Step-by-step explanation:
Connie and Curtis are playing a game that involves the probability of rolling two number cubes, and the question is related to understanding those probabilities.
The game's rules state that Connie scores when the sum of the numbers on the cubes is an odd number, and Curtis scores when the sum is 5 or less.
To calculate the probabilities for this game, we would look at all possible outcomes of rolling two six-sided dice. Each die has a 1 in 6 chance of landing on any given number, and since there are two dice, we have a total of 6 x 6 = 36 possible combinations.
For Connie to get a point, the sum of both dice needs to be odd. An odd number can only result from adding an even number to an odd number. Hence, for one die, there are 3 even and 3 odd faces.
Therefore, the number of combinations to get an odd sum is 3 (faces of one die) times 3 (faces of the other die), which equals 9. Since this can happen for either die, we have 9 + 9 = 18 combinations out of 36 that result in an odd sum, giving Connie a chance of 1/2 (or 50%) for each roll.
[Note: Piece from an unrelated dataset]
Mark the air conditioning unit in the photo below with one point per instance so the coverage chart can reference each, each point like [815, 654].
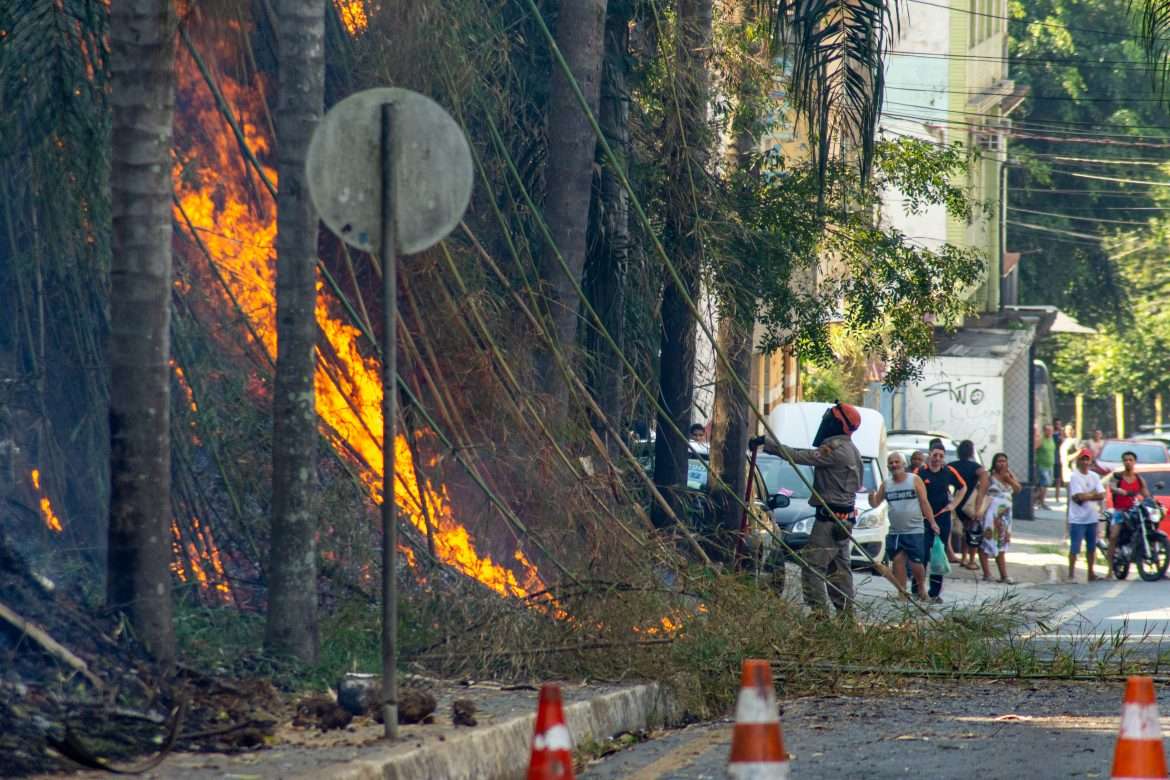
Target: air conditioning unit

For Curtis to get a point, the sum must be 5 or less. The possible combinations for this to happen are (1,1), (1,2), (1,3), (1,4), (2,1), (2,2), (2,3), (3,1), (3,2), (4,1).
This gives Curtis a total of 10 combinations out of 36, yielding a probability of approximately 27.78% for each roll.
Understanding these probabilities helps in making predictions about the game's outcome over time. If they were to roll the dice only a few times, it is not guaranteed that the actual outcomes will closely match the theoretical probabilities due to the small sample size – an occurrence known as statistical fluctuation.